Rada Miejska w Bojanowie w czerwcu minionego roku podjęła uchwałę, która zakończyła trzyletni proces związany z likwidacją Szkoły Podstawowej w Gościejewicach - najmniej licznej podstawówki w gminie. W efekcie placówka została zamknięta, a uczniowie trafili do innych szkół – głownie do Bojanowa. Nie była to jednak decyzja łatwa ani jednomyślna, ale poprzedzona została wieloma rozmowami, dyskusjami, analizami i spotkaniami.
Od wielu miesięcy budynek w Gościejewicach stoi więc pusty. Poprzedni włodarz Maciej Dubiel deklarował, że jeśli dojdzie do zamknięcia szkoły, to obiekt pozostanie w zasobach gminy.
W kwietniu minionego roku w Bojanowie zmieniła się władza. Zapytaliśmy więc obecną burmistrz Paulinę Wolsztyniak o to, jakie ona ma plany wobec wiejskiej nieruchomośc, która obejmuje dość spory parterowy budynek oraz przyległy teren.

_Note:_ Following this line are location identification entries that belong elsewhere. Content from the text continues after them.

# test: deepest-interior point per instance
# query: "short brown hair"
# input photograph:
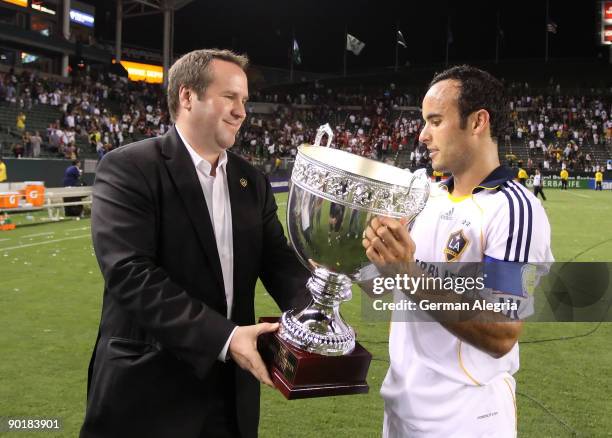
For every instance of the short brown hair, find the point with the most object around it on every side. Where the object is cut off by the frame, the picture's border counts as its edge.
(192, 70)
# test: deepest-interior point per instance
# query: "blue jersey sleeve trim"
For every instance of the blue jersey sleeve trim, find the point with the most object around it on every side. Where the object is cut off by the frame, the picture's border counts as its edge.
(503, 276)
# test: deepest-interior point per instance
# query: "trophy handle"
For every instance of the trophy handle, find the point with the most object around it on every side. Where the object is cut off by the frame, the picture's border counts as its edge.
(324, 129)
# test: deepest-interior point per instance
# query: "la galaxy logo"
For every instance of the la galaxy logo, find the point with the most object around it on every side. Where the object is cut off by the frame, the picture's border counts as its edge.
(448, 215)
(456, 244)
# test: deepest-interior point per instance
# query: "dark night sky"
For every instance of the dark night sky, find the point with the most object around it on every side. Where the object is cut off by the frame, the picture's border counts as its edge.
(262, 29)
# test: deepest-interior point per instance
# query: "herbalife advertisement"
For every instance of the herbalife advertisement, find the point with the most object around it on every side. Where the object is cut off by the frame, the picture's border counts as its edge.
(578, 182)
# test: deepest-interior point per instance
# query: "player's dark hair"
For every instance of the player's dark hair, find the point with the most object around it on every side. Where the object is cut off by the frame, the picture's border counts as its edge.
(478, 90)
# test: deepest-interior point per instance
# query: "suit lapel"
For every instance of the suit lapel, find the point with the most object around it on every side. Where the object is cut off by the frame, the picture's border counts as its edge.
(183, 174)
(240, 198)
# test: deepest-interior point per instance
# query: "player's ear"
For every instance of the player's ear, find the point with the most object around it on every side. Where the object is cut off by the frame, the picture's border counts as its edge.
(480, 121)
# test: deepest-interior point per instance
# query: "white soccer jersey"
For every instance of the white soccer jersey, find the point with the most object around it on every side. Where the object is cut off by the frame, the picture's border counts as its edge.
(437, 385)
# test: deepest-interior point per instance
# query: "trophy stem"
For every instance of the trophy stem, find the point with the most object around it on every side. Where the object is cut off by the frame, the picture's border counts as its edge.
(319, 328)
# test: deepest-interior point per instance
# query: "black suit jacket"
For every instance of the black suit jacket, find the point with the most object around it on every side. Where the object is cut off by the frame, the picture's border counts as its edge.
(163, 320)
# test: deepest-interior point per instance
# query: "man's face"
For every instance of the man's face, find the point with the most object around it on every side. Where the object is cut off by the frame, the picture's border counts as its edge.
(446, 141)
(218, 114)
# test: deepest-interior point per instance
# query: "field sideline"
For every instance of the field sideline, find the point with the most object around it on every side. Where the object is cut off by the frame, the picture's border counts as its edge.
(50, 296)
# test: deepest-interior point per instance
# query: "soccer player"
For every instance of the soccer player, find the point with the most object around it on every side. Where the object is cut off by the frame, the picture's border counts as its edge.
(452, 378)
(522, 176)
(564, 176)
(598, 180)
(537, 185)
(438, 175)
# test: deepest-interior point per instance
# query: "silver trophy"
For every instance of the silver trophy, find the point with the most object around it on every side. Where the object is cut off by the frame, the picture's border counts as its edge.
(333, 196)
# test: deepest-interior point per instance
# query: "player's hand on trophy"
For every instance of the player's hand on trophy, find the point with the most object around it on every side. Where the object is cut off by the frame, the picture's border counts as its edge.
(389, 246)
(243, 350)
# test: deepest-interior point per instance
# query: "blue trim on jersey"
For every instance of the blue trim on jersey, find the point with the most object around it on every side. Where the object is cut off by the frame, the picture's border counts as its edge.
(511, 226)
(496, 178)
(519, 241)
(503, 276)
(529, 221)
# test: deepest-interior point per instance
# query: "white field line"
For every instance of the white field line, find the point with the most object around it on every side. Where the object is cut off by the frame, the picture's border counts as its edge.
(579, 194)
(37, 234)
(76, 229)
(46, 242)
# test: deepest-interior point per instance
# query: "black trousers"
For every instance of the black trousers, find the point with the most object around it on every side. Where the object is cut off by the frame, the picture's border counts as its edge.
(221, 420)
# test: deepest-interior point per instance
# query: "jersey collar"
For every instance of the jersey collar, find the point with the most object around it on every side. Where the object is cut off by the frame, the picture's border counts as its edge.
(496, 178)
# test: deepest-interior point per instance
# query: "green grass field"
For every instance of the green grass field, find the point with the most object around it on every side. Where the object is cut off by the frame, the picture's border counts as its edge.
(50, 295)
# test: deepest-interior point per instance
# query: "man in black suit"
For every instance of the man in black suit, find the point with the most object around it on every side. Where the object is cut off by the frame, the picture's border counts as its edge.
(182, 229)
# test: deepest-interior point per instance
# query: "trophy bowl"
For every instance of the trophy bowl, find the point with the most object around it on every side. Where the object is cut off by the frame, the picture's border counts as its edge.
(332, 198)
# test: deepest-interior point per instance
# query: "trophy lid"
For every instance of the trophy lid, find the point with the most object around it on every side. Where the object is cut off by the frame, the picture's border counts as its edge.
(357, 165)
(359, 182)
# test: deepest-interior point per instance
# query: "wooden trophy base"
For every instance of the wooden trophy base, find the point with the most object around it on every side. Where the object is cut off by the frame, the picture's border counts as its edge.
(300, 374)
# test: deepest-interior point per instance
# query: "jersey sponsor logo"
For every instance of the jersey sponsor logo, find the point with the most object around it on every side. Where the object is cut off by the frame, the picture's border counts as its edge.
(456, 244)
(448, 215)
(530, 278)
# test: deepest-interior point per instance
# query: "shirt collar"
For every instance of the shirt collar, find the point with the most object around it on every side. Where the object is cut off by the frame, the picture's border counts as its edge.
(496, 178)
(200, 163)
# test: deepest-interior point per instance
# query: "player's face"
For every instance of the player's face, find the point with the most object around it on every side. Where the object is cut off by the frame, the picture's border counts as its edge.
(446, 141)
(219, 113)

- Gmina Bojanowo nie planuje sprzedaży budynku po Szkole Podstawowej w Gościejewicach. Obiekt ten planuje się przeznaczyć na cele gminne, jednak jego adaptacja będzie możliwa dopiero w momencie zapewnienia odpowiednich środków finansowych – przekazuje burmistrz.
Dodaje, że obecnie priorytetem dla samorządu są inwestycje, na które udało się już pozyskać dofinansowanie.
- W związku z tym wszelkie działania dotyczące tej nieruchomości zostaną podjęte w przyszłości, kiedy warunki budżetowe pozwolą na realizację pomysłów – dodaje Paulina Wolsztyniak.